Na teoria, oferecer um canal de denúncias em uma instituição pode parecer algo bem simples para um empresário ou dirigente. Entretanto, não há tanta simplicidade assim em ter esta ferramenta disponível e vê-la funcionando adequadamente. E, isso vale tanto para a teoria quanto para a prática. Em um passado recente, existiam poucos casos de instituições que tinham canais para este fim funcionando exemplarmente. Com o avanço e melhorias das práticas de compliance, esta ferramenta foi ganhando cada vez mais relevância no processo.
A procura para estabelecer canais de denúncias aumentou nos ambientes corporativos. Num primeiro momento e, acredite, até hoje, havia muita gente – inclusive especialistas em compliance – dizendo que um bom começo para implementar um primeiro canal de denúncia poderia ser por meio de uma famigerada “caixinha de sugestões”. Ok, trata-se de uma solução romântica e para lá de tradicional. Porém, é preciso levar em consideração que esta opção não funciona com a efetividade que se espera de uma ferramenta como essa. Pelo contrário. A simplicidade desta alternativa pode até trazer algum resultado inicial, mas, no longo prazo, fatalmente ela se demonstrará ineficiente e acabar depondo contra a iniciativa de implementar a ferramenta.

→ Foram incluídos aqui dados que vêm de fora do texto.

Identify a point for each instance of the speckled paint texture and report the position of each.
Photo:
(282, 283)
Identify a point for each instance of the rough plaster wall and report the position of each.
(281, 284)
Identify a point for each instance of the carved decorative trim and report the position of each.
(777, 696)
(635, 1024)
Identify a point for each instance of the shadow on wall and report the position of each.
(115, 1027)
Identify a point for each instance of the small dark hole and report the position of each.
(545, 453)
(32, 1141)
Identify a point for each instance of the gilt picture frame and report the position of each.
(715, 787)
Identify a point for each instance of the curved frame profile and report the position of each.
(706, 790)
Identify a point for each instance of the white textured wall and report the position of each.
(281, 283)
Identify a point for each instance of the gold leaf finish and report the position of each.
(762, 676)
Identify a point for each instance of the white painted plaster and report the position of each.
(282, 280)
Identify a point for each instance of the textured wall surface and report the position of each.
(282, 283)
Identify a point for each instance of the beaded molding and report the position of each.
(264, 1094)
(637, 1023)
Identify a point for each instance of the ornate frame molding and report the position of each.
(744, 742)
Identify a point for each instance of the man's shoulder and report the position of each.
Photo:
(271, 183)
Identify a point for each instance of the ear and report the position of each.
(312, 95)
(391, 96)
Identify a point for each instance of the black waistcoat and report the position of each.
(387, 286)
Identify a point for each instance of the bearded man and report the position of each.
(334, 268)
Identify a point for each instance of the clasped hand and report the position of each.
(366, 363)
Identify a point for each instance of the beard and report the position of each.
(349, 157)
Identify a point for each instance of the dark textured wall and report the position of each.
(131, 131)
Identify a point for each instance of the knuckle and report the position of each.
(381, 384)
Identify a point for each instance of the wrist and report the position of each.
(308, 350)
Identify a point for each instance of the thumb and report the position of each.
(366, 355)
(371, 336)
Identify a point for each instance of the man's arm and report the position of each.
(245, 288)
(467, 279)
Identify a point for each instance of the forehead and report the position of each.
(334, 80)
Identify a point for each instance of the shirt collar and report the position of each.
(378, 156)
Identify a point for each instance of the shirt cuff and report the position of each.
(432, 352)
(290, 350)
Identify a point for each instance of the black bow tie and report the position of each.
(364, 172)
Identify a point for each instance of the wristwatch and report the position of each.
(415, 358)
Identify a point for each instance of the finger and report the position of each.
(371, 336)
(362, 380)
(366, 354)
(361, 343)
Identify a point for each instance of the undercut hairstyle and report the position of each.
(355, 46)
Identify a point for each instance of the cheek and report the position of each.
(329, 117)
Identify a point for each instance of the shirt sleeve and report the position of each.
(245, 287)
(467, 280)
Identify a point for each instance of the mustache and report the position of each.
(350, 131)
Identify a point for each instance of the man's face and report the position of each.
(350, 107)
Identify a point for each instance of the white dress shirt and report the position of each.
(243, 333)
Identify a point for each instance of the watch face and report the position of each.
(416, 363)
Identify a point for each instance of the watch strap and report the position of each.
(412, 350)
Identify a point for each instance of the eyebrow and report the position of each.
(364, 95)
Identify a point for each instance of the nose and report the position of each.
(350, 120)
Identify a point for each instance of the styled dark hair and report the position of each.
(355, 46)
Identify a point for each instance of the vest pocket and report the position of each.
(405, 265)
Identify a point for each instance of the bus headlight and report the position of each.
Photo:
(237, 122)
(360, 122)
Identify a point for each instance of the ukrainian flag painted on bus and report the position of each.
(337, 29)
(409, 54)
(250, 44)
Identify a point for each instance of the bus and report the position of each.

Como pode envolver um elevado número de denúncias, algumas grandes e complexas, é preciso ter um canal que realmente auxilie para a devida solução do problema. Mas, antes de chegar à almejada solução, há todo um processo que deve ser seguido com eficiência. Isso demanda uma estrutura para que, inicialmente e de maneira organizada, a denúncia após ser feita, seja direcionada corretamente. Dado este passo, com as pessoas corretas indicadas para cuidar do tipo de denúncia, fica possível até mensurar qual o tempo de resposta que a empresa/instituição conseguirá dar para apresentar uma tomada de decisão ou até mesmo a resolução do caso. Mas será que as empresas estão usando esta ferramenta de maneira correta? Ou ainda, será que este canal utilizado é adequado ao porte do negócio?
INTERNO VERSUS EXTERNO
A exemplo de praticamente todos os países da América Latina, no Brasil, o telefone – de preferência de números 0800 – é o canal mais utilizado para este fim. Por questões culturais e além de ser gratuito (no caso do 0800), esta ferramenta também é a predileta dos denunciantes pelo fato de praticamente assegurar um preceito fundamental para um canal de denúncia: o anonimato. No inciso X, do artigo 42 do Decreto 8.420/15 diz que um dos parâmetros para efetividade do Programa de Integridade é que o canal proporcione “mecanismos destinados à proteção de denunciantes de boa-fé”.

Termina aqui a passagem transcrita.